With what had been billed as the final deadline for electoral registration having passed on Friday, the President of the African National Congress yesterday proposed an extension of the deadline so that time might be found to persuade the rejectionists to change their minds.
Addressing some 20,000 people at an ANC rally in Pietersburg, Northern Transvaal, Mr Mandela repeated his words of last week and said he remained prepared to go down on his knees to ensure peace in South Africa.
Mr Mandela told the crowd: 'We must develop absolute patience and the ability to understand the fears of others . . . These are temporary setbacks.' The setbacks in question concerned the far-right coalition, the Afrikaner Volksfront. Late on Friday night the Volksfront's most high-profile leader, General Constand Viljoen, decided in the face of opposition from his own ranks to register for the election.

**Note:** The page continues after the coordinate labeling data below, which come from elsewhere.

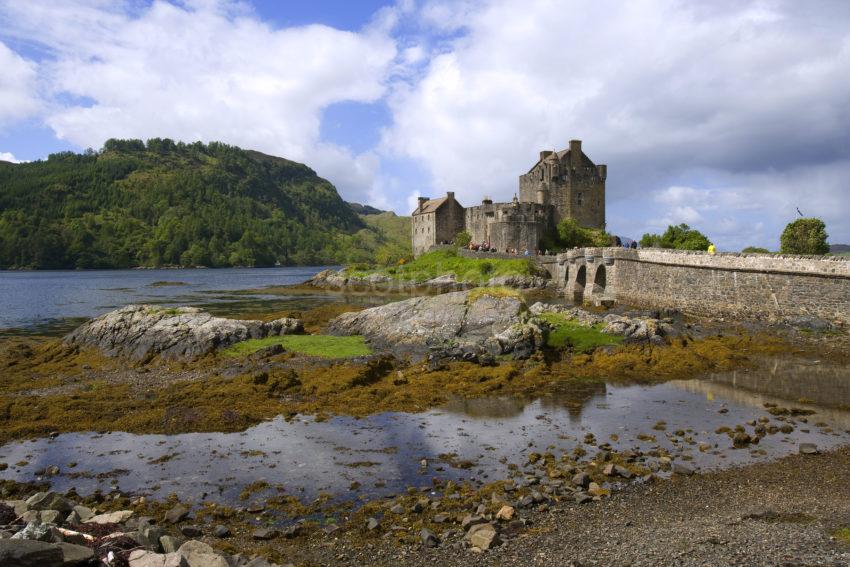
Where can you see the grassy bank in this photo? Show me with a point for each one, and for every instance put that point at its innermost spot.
(580, 338)
(476, 271)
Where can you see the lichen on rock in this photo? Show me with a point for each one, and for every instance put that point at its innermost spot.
(141, 332)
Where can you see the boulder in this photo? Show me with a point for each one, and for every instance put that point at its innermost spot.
(483, 536)
(140, 332)
(28, 553)
(463, 323)
(75, 554)
(148, 537)
(37, 531)
(118, 517)
(142, 558)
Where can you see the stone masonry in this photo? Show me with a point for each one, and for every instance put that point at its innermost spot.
(560, 185)
(745, 286)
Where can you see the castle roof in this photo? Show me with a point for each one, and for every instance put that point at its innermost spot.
(430, 206)
(562, 156)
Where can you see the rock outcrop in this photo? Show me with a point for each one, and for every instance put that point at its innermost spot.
(634, 329)
(462, 324)
(141, 332)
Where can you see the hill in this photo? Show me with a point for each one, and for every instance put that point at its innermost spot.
(165, 203)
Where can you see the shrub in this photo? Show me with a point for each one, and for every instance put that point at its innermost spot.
(680, 237)
(804, 236)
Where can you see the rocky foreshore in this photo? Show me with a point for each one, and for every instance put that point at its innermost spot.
(443, 519)
(141, 332)
(50, 530)
(480, 325)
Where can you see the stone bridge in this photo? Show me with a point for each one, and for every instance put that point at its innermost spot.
(749, 286)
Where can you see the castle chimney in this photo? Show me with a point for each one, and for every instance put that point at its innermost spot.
(575, 154)
(602, 170)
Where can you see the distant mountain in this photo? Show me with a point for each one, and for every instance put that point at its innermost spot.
(365, 209)
(165, 203)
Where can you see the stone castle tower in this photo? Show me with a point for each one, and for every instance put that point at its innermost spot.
(568, 181)
(560, 185)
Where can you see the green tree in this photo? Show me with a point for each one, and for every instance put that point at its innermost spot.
(678, 237)
(804, 236)
(158, 203)
(571, 235)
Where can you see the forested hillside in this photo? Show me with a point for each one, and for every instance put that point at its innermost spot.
(165, 203)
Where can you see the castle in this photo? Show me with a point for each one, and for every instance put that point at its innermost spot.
(561, 185)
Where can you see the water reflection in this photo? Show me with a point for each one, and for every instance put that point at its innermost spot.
(383, 452)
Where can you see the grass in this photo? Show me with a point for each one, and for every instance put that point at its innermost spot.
(581, 338)
(469, 270)
(325, 346)
(495, 291)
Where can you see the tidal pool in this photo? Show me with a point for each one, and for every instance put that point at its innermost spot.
(474, 440)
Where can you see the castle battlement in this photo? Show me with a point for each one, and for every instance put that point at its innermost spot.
(560, 185)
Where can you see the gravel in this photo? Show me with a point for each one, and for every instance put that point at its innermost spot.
(778, 513)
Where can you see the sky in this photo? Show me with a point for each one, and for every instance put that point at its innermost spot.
(726, 115)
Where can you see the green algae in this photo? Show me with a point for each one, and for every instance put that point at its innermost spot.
(566, 332)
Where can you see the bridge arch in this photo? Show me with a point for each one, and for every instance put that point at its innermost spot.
(579, 284)
(599, 282)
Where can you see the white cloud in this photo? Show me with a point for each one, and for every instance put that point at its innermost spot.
(204, 71)
(739, 98)
(17, 87)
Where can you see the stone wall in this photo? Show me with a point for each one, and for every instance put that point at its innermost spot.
(747, 286)
(508, 225)
(571, 183)
(438, 226)
(449, 221)
(424, 232)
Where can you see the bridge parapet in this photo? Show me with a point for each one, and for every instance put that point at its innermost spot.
(752, 286)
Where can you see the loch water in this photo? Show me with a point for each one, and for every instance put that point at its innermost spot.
(474, 440)
(54, 302)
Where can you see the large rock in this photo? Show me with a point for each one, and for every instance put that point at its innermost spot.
(75, 554)
(142, 558)
(118, 517)
(28, 553)
(140, 332)
(483, 536)
(474, 321)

But at a Volksfront meeting on Saturday he was overruled by his own people, notably by the Conservative Party leader Ferdi Hartzenberg, and it was announced that the organisation would categorically not take part in the elections. Mr Hartzenberg's position is that the government and the ANC have not provided sufficient guarantees that a separate Afrikaner state will be created under the new dispensation.

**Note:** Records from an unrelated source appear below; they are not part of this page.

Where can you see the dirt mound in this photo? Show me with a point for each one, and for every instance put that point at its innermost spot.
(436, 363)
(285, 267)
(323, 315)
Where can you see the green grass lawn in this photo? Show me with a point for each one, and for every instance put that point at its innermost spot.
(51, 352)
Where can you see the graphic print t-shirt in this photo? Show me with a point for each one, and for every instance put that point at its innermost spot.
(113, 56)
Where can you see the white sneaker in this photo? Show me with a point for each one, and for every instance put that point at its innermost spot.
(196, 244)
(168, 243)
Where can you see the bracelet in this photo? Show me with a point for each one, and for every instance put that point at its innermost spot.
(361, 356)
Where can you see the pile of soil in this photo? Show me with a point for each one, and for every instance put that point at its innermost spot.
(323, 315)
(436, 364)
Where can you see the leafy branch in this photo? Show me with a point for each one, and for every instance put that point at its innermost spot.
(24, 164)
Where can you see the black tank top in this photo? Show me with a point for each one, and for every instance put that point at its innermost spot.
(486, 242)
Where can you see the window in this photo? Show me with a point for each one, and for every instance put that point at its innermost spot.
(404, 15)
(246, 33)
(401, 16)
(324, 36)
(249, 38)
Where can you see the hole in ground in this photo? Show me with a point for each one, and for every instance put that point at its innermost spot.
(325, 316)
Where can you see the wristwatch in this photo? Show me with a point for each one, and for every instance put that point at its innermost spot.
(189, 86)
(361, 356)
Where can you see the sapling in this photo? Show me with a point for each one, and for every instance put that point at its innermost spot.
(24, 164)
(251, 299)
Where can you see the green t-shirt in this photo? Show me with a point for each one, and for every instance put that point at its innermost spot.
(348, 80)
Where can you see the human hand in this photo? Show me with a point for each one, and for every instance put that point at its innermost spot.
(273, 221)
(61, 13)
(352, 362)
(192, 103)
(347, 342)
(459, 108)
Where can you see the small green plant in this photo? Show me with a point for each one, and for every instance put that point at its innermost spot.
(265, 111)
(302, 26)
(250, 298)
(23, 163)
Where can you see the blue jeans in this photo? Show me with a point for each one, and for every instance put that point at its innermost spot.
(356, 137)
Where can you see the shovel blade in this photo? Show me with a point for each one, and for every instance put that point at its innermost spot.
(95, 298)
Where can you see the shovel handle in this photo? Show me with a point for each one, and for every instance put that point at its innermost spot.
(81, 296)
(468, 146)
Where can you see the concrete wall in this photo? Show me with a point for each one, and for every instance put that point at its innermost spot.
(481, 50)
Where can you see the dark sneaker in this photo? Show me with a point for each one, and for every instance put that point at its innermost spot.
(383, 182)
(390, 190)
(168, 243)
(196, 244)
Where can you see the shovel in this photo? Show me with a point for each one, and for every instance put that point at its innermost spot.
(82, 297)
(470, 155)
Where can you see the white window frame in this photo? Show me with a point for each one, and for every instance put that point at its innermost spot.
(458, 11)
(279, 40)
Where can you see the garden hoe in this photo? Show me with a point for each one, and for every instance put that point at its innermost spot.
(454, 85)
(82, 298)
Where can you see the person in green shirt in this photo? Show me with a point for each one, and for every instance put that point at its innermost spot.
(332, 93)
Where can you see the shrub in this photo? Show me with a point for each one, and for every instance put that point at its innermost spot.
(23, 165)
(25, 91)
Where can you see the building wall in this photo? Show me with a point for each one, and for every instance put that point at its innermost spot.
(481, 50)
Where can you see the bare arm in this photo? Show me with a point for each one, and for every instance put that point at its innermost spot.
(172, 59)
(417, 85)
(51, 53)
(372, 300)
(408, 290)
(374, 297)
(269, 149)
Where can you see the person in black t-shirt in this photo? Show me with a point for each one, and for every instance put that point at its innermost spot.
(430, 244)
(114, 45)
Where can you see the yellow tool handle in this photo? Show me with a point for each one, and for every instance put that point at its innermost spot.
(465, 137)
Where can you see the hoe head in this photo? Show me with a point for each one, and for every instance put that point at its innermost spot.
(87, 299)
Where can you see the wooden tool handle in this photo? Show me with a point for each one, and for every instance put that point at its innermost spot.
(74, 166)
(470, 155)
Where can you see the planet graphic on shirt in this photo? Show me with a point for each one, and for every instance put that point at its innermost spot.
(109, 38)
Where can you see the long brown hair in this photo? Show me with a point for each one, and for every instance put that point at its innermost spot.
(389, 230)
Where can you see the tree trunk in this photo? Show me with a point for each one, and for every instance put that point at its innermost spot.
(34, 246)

So far South Africa's two main political players have only gone so far as to state that the volkstaat option will receive serious attention under the coalition government that will emerge after next month's poll.
Although General Viljoen has caved in, the suspicion in political circles is that deep tensions remain within the far right and the possibility still exists that the 'moderates' will break away and form their own party. General Viljoen's supporters include General Tienie Groenewald, a former military intelligence chief, and General Kobus Visser, who was head of police CID.
The Inkatha leader, Mangosuthu Buthelezi, appears to have been mollified for the moment. He also 'provisionally registered' for the election on Friday night, but so far has not changed his mind.